WPP announces Mark Read as CEO following Sir Martin Sorrell’s departure

Advertising and PR giant WPP has announced the successor to Sir Martin Sorrell, with co-chief operating officer Mark Read set to take the CEO reins with immediate effect.

WPP’s chairman, Roberto Quarta, said the decision followed a rigorous selection process and assessment of internal and external candidates.

“That process, alongside Mark’s wise and effective stewardship of the business in the last few months, left us with no doubt that he is the right leader for this company,” said Quarta.

Sorrell resigned from the position at WPP in April this year following an investigation into allegations of personal misconduct. Although details remain shrouded, Sorrell told an audience at Cannes that the end of this thirty-year tenure was “like being hit by a bus”.
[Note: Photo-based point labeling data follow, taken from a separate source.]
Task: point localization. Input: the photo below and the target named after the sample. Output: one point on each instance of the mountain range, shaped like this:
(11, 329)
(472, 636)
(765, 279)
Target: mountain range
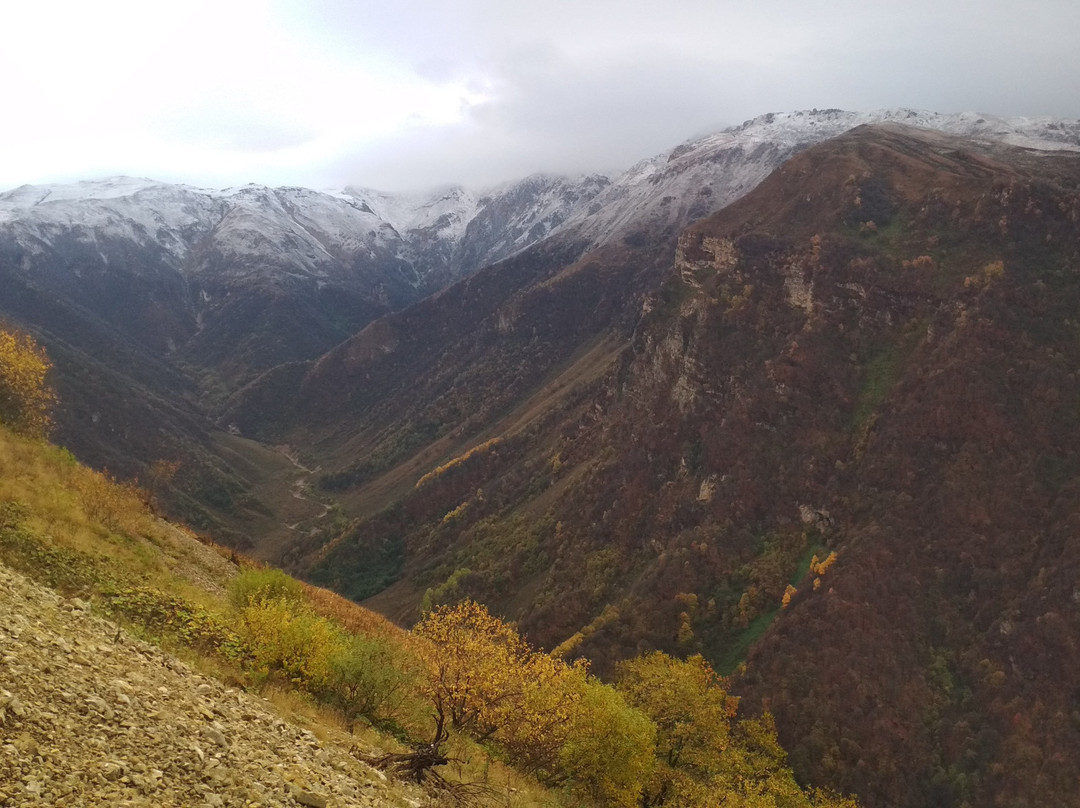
(799, 395)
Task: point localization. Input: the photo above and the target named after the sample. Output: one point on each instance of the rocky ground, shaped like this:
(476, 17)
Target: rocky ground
(90, 716)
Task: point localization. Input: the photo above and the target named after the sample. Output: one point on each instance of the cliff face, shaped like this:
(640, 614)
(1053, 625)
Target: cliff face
(837, 456)
(873, 353)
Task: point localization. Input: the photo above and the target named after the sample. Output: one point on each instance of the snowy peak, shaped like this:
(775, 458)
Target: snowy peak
(701, 176)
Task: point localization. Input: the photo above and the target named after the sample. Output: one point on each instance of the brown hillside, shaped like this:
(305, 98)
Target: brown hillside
(874, 353)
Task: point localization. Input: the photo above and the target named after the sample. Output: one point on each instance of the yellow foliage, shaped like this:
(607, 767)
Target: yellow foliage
(292, 642)
(788, 594)
(551, 718)
(704, 756)
(820, 568)
(437, 472)
(26, 400)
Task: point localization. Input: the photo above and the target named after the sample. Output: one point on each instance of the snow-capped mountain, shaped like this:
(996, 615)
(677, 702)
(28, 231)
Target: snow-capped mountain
(703, 175)
(270, 274)
(247, 278)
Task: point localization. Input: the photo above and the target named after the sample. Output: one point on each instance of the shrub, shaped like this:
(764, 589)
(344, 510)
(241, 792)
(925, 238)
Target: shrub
(366, 678)
(26, 400)
(255, 586)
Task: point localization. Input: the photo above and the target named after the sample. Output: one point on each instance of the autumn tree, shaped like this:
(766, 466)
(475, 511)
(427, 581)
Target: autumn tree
(26, 400)
(551, 718)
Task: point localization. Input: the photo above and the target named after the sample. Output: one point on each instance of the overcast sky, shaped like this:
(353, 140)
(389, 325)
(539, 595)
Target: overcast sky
(403, 94)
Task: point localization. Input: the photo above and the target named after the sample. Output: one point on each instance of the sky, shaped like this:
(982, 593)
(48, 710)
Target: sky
(414, 94)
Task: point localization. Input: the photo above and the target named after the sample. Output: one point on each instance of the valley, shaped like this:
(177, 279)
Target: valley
(799, 396)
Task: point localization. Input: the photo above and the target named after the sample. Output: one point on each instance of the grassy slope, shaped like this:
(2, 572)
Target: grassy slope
(85, 536)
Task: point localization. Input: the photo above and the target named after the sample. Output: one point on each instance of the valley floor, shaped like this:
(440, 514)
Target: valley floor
(91, 716)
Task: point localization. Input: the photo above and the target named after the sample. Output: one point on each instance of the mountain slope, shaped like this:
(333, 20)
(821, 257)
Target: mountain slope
(871, 354)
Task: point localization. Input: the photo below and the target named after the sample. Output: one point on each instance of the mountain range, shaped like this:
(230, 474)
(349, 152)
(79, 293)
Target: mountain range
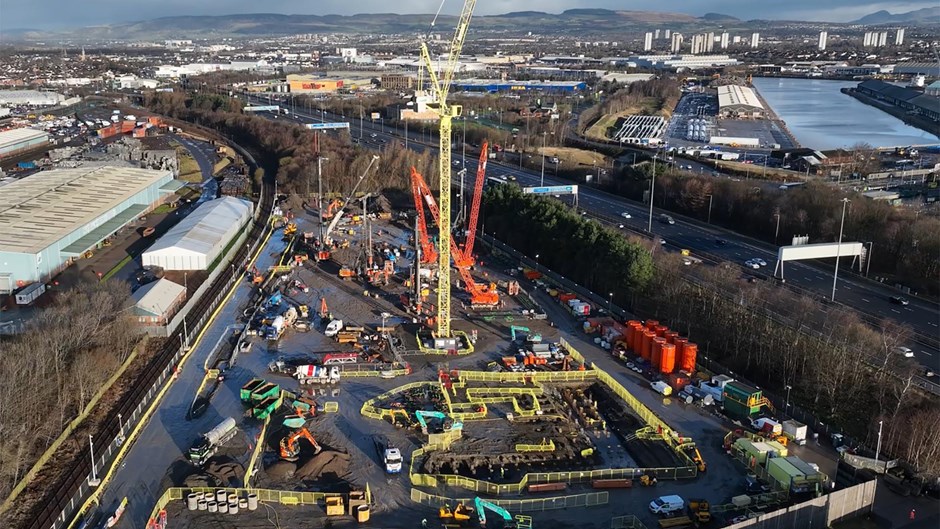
(571, 22)
(929, 15)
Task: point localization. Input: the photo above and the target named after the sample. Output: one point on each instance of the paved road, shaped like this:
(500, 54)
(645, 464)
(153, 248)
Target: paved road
(853, 291)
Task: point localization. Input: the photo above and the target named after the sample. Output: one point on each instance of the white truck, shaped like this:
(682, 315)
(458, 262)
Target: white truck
(333, 328)
(795, 430)
(309, 374)
(392, 459)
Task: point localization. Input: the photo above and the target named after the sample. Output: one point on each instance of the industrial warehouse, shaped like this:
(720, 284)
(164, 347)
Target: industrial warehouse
(739, 102)
(16, 141)
(196, 242)
(49, 219)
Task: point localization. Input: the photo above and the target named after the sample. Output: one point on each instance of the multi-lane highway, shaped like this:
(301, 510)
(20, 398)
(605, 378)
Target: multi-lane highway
(869, 298)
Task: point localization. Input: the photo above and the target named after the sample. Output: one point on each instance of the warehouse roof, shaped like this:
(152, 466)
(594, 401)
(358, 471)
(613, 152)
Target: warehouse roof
(155, 299)
(9, 138)
(203, 229)
(734, 95)
(43, 208)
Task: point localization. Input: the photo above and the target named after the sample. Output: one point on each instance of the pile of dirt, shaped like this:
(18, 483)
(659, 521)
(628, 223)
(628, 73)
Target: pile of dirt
(218, 472)
(327, 462)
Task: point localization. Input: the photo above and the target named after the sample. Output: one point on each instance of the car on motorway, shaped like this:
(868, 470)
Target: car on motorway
(906, 352)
While making no direct allusion to the former chief’s resignation, Quarta said Read was “in every way the 21st century CEO”, with an intimate understanding of the business, strong internal support and respect and endorsement of clients.

“He has played a central role in many of WPP’s most successful investments and initiatives, and he has deep experience at board and operational level,” Quarta said.

“Most recently, Mark led the transformation of Wunderman into one of the world’s top digital agencies, and he understands the importance of culture in creating successful organisations.”

Read will take the helm of the business at a critical time, as it weathers increasing pressure in the face of competition from ad tech giants Facebook, Google and Amazon, as well as pressure from investors and clients to make services more transparent and efficient.

“Our industry is going through a period of structural change, not structural decline, and if we embrace that change we can look ahead to an exciting and successful future,” commented Read on his appointment.  

“Our mission now is to release the full potential that exists within the company for the benefit of our clients, to accelerate our transformation and simplify our offering, and to position WPP for stronger growth.”

The Evening Standard noted that Read’s appointment marks the end of the WPP “megabucks era”; Read will take a salary of just less than £1m per year and an annual bonus of up to 250%. While far from scant, that amounts to a tenth of Sorrell’s peak pay packet of £70m in 2015.